14. It was also pointed out by Learned Legal Aid Counsel for the Appellant that P.W.5 has said that he along with P.W.3 verified the incident from P.W.4, after "a few days", while P.W.4 submits that "later" she told P.W.3 and P.W.5 of the incident, thereby raising an anomaly in their evidence. This appears to be an argument which cannot be countenanced, since P.W.4 has said "later" she told P.Ws 3 and 5 of the incident without specifying the time, which could have been the time when P.W.5 enquired of it from her and not necessarily immediately after the incident. Needless to add that there has been no cross-examination on this specific point.
15. At this juncture, one may usefully refer to the provisions of Section 29 of the POCSO Act with regard to presumption of offences. This Section reads as follows;
"29. Presumption as to certain offences.- Where a person is prosecuted for committing or abetting or attempting to commit any offence under sections 3, 5, 7 and section 9 of this Act, the Special Court shall presume, that such person has committed or abetted or attempted to commit the offence, as the case may be, unless the contrary is proved."

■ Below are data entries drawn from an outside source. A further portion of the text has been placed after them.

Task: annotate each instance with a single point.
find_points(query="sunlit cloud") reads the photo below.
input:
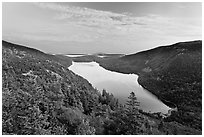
(67, 23)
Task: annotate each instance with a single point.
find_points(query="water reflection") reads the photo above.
(120, 85)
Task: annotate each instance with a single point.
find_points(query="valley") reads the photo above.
(45, 97)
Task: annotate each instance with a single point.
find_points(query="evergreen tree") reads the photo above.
(134, 118)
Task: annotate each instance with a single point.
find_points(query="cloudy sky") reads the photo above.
(100, 27)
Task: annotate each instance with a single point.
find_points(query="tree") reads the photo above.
(135, 119)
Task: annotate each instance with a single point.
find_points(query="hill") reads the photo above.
(173, 73)
(41, 96)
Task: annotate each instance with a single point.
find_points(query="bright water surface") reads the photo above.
(120, 85)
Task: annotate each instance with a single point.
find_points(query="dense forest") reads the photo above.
(41, 96)
(173, 73)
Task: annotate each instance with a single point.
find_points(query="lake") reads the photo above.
(119, 84)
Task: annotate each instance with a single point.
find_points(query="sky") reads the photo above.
(108, 27)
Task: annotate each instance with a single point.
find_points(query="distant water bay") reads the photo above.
(120, 85)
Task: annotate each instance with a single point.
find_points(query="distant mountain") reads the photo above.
(173, 73)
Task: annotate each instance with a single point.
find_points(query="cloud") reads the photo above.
(124, 22)
(68, 23)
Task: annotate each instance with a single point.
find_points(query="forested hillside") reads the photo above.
(173, 73)
(41, 96)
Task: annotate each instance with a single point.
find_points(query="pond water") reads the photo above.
(120, 85)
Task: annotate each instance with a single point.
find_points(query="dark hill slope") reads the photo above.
(66, 61)
(41, 96)
(173, 73)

16. Thus, when the victim herself has deposed that the Appellant had committed the offence, the Special Court is left with no option but to presume that such an offence has occurred, of course, with the rider that should the Appellant be able to disprove his culpable mental state, as provided under Section 30 of the POCSO Act, then he stands a chance of acquittal.
17. Having said that, in the end result, after due consideration of the entire evidence on record which includes consideration of the evidence of P.W.5, the brother of the victim, who witnessed the incident and which has not been demolished in cross-examination, I am of the considered opinion that the prayer for setting aside the impugned Judgment and Order on Sentence of the Learned Trial Court is not warranted.
18. Consequently, the Appeal fails and is dismissed.
19. Copy of this Judgment be sent to the Court below for information.